From a quick look at what
read_i2c_block_data(address, comm, count) involves :-
Code: Select all
Key to symbols
==============
S (1 bit) : Start bit
P (1 bit) : Stop bit
Rd/Wr (1 bit) : Read/Write bit. Rd equals 1, Wr equals 0.
A, NA (1 bit) : Accept and reverse accept bit.
Addr (7 bits): I2C 7 bit address. Note that this can be expanded as usual to
get a 10 bit I2C address.
Comm (8 bits): Command byte, a data byte which often selects a register on
the device.
Data (8 bits): A plain data byte. Sometimes, I write DataLow, DataHigh
for 16 bit data.
Count (8 bits): A data byte containing the length of a block operation.
[..]: Data sent by I2C device, as opposed to data sent by the host adapter.
SMBus Block Read: i2c_smbus_read_block_data()
==============================================
This command reads a block of up to 32 bytes from a device, from a
designated register that is specified through the Comm byte. The amount
of data is specified by the device in the Count byte.
S Addr Wr [A] Comm [A]
S Addr Rd [A] [Count] A [Data] A [Data] A ... A [Data] NA P
From that it says that the comm byte is first written to the device to tell the device which register it wants to read from, then the first byte received is how many more bytes the device is going to send, followed by the data.

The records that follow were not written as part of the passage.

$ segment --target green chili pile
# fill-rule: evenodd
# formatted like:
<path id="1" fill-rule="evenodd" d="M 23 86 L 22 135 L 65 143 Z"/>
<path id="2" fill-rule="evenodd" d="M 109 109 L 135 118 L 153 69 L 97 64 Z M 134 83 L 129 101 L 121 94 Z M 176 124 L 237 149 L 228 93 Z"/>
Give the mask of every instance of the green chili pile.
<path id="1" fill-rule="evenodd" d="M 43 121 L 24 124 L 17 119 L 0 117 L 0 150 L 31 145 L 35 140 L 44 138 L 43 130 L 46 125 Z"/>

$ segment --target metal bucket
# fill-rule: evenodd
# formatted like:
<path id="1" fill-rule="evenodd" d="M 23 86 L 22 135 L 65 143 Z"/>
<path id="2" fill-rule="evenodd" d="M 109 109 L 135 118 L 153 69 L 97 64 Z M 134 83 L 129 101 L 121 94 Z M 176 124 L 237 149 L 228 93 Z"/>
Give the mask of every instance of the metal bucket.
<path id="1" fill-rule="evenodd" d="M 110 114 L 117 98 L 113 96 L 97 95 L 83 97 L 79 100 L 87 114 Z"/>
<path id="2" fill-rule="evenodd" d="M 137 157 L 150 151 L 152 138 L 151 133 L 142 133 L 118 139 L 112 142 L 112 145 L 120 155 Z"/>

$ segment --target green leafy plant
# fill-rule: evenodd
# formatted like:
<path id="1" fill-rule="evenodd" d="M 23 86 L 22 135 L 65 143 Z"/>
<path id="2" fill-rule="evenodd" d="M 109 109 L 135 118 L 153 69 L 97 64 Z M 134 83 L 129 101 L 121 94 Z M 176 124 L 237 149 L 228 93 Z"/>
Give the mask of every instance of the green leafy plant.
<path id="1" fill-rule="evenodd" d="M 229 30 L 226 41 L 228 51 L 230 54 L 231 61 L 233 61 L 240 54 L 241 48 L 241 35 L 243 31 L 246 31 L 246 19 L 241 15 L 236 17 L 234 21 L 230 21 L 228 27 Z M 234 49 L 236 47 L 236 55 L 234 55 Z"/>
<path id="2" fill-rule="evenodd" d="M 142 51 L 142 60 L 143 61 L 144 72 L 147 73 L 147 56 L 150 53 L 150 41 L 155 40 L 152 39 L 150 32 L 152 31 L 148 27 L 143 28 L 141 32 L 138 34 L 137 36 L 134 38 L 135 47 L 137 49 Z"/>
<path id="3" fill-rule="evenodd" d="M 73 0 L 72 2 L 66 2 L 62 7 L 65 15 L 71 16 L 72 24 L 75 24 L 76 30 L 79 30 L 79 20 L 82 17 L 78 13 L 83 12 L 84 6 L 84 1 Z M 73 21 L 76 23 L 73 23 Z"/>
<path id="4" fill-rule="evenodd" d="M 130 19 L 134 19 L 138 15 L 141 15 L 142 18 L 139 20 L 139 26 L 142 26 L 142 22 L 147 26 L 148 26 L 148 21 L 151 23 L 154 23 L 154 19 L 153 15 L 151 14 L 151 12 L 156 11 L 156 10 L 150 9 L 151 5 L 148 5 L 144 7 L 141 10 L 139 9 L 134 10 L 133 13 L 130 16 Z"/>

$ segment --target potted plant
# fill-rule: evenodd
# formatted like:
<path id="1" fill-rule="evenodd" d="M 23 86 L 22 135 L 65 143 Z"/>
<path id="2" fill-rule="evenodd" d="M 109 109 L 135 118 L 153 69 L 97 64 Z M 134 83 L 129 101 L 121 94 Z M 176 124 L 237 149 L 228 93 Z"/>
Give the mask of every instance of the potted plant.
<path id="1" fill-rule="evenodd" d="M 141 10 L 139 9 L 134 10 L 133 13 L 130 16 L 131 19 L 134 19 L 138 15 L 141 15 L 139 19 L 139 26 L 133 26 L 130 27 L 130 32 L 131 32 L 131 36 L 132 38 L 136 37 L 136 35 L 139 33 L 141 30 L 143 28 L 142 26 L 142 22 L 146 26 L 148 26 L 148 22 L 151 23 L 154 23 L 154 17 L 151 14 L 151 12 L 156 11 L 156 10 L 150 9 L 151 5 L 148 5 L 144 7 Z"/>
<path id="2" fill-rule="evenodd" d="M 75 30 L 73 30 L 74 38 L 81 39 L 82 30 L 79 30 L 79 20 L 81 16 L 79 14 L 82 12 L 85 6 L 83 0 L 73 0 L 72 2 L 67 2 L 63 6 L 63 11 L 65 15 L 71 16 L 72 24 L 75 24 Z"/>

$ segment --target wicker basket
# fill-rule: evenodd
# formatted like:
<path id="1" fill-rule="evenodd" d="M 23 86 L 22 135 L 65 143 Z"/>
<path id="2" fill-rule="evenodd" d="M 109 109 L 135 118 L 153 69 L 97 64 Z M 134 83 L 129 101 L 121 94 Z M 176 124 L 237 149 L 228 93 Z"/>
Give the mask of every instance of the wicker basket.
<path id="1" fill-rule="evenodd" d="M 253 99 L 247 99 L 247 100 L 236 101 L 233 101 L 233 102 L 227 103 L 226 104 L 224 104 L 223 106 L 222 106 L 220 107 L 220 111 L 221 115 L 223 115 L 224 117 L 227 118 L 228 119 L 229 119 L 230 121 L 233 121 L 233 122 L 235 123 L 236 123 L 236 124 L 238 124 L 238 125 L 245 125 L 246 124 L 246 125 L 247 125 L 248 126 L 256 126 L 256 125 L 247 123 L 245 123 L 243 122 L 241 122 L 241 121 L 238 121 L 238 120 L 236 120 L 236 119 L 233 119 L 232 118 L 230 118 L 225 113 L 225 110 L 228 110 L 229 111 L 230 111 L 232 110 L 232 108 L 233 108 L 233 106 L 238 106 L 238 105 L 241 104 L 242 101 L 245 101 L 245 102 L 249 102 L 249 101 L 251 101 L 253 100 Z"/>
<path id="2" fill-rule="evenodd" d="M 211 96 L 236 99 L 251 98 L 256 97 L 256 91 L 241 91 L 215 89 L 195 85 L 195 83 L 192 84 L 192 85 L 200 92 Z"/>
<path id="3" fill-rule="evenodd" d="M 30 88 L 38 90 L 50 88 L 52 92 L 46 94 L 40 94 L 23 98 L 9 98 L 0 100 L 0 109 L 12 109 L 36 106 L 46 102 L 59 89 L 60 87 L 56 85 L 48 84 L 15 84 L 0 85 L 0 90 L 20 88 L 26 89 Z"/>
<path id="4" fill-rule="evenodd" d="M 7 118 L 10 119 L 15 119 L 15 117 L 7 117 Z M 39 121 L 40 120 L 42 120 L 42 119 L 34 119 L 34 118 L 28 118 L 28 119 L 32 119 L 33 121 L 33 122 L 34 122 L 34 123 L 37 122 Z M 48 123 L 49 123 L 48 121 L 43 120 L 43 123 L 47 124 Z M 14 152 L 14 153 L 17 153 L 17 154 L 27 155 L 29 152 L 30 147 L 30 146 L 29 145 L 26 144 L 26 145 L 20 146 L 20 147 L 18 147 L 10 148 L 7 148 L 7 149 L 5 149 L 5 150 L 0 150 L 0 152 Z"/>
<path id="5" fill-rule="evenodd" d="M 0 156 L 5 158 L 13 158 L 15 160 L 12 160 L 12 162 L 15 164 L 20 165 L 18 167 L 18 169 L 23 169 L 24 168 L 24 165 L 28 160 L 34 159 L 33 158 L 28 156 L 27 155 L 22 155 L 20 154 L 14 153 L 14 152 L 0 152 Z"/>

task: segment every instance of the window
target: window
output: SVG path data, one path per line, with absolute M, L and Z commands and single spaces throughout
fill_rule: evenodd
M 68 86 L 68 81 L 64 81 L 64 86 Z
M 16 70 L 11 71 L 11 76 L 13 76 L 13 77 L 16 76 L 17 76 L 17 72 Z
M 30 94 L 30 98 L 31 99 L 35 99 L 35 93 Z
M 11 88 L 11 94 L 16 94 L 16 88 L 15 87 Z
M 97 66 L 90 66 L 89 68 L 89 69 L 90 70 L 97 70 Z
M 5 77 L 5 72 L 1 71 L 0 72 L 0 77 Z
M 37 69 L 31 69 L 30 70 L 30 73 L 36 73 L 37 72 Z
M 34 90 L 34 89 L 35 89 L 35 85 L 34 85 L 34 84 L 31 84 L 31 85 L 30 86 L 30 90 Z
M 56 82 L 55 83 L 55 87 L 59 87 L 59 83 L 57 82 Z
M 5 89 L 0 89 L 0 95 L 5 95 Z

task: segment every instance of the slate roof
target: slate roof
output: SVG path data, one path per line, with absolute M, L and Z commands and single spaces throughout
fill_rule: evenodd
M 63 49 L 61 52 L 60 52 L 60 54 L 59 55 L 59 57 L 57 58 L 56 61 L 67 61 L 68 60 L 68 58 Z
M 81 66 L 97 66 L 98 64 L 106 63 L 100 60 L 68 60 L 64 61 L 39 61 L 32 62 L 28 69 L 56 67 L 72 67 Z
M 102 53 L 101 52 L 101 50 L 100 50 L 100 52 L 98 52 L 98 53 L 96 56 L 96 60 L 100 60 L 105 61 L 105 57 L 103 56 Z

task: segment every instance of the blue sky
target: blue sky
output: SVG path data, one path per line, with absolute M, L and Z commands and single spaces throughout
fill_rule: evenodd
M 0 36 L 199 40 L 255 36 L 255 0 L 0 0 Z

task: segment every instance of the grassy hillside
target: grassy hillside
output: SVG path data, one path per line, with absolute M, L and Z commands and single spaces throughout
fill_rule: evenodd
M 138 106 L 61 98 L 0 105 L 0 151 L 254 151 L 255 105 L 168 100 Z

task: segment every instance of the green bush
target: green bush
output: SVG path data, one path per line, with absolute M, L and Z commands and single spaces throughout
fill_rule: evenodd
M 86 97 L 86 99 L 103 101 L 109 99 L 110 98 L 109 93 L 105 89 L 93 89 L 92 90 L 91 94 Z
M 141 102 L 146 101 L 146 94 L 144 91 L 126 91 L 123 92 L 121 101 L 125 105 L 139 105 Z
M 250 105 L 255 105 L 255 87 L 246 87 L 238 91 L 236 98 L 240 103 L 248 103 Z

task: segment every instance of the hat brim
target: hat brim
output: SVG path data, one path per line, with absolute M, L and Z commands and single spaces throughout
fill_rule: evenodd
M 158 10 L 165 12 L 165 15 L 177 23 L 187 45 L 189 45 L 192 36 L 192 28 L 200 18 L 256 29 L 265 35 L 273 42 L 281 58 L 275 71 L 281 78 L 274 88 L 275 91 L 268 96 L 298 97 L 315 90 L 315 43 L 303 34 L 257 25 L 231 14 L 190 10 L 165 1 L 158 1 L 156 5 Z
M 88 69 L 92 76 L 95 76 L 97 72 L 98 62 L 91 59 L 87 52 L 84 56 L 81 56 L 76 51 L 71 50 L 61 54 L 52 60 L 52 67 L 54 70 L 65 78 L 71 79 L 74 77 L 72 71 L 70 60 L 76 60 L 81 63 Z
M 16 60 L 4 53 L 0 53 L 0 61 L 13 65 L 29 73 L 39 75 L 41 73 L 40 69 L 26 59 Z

According to the docs for your chip, when you send a command byte it expects to be sent two more bytes of data (and that 0 is not a valid command) and any responses to a command are either 1, 2 or 3 bytes (and it doesn't send a count byte first).
To just read the humidity and temperature you don't send a command each time, you just issue data fetches and by the looks of it SMBus only has one function that can read without sending a command and that only allows reading one byte.